Commentary

Caries is a highly prevalent condition in adolescence.1 Prevention and treatment present a major public health challenge, yet the majority of oral health strategies address prevention in younger children. There have been a number of studies exploring the effectiveness of interventions to improve oral health in childhood but again the focus is on younger children.2 Few studies use a social-cognitive theory (SGT) guided intervention, despite their association with health improvements in other fields. This study, therefore, represents a valuable contribution to the literature. Adolescence is a period of transition when children gain autonomy over their oral health related behaviours and oral health beliefs are established. Individuals with favourable oral health beliefs in adolescence present with better oral health as adults.3 The increased self-efficacy reported by participants in the treatment arm supports the idea that such beliefs are not fixed and can be successfully changed for the better. There are a number of issues relating to the methodology of the study. The method of random sampling and school selection are unclear. Participant demographics and characteristics that may have affected the outcome, eg additional learning needs, are not described. The study may be underpowered given the numbers lost to follow-up and the power calculation was based on individuals and did not take into account the effect of clustering. An intention-to-treat analysis may have been more appropriate given those lost to follow-up presented at baseline with the highest levels of plaque.
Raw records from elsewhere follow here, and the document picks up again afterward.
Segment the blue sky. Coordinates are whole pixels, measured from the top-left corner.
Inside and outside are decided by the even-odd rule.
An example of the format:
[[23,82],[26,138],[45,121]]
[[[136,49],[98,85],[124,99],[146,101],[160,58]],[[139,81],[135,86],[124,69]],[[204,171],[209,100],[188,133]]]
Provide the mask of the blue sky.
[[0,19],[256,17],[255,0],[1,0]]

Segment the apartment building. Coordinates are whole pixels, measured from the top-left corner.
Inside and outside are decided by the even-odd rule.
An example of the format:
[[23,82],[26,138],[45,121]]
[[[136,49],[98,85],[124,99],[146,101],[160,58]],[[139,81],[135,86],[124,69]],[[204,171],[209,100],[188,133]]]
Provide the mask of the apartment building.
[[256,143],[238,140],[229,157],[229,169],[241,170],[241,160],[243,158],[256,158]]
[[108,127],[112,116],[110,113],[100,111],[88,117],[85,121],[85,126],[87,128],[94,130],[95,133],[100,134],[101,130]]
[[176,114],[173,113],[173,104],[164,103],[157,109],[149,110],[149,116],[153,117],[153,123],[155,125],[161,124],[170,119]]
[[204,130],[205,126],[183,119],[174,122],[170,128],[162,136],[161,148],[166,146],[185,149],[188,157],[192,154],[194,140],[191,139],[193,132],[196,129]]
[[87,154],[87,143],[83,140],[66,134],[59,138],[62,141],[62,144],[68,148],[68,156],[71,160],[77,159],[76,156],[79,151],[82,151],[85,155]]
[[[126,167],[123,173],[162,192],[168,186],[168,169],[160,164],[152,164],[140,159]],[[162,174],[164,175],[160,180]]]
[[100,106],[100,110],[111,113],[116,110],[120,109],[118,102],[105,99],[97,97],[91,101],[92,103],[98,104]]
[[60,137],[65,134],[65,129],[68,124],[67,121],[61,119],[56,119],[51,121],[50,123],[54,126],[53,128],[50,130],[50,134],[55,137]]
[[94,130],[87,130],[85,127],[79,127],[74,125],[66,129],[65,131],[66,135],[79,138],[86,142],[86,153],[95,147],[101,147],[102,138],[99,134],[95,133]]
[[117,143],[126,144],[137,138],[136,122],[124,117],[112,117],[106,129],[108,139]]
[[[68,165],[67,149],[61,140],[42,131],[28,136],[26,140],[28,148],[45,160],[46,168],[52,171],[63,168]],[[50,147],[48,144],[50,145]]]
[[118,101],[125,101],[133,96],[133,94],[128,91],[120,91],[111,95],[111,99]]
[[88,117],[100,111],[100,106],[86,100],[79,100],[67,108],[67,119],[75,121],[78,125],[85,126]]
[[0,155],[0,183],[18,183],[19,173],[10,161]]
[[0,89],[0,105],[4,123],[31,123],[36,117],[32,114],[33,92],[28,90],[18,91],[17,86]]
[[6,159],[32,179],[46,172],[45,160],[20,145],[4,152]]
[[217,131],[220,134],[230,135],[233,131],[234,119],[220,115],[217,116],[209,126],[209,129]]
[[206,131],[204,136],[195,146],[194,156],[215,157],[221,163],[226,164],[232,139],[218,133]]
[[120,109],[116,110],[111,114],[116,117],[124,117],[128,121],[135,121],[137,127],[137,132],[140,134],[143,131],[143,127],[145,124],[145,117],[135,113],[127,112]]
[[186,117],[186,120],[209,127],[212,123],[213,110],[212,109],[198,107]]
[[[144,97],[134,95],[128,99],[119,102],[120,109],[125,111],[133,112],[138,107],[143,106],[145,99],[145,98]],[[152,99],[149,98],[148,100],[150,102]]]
The need to use validated outcome measures with clinical relevance is well documented. The amount of plaque present on teeth may be a proxy measure of the effectiveness of tooth-brushing and fluoride exposure from toothpaste; but the measure used here (percentage of teeth surface covered in plaque) is not well recognised or validated. The clinical relevance of a 20% reduction is unclear.

Despite these limitations, the study addressed the reported aims. It suggests SGT based oral health interventions delivered in school by a dentist could reduce plaque levels and improve self-efficacy in the short-term. To support long-term changes, it reinforces the need for oral health interventions to be reinforced over time. It would be more cost-effective to use other members of the dental team or trained oral health promoters to deliver similar programs.

Practice point

  • Oral health promotion delivered by a dentist in schools can improve oral health behaviours and beliefs in adolescence but must be reinforced over time for long-term benefits.

  • When assessing adolescent oral health risk, previous oral health and deprivation status continue to be the main predictors of future oral health status.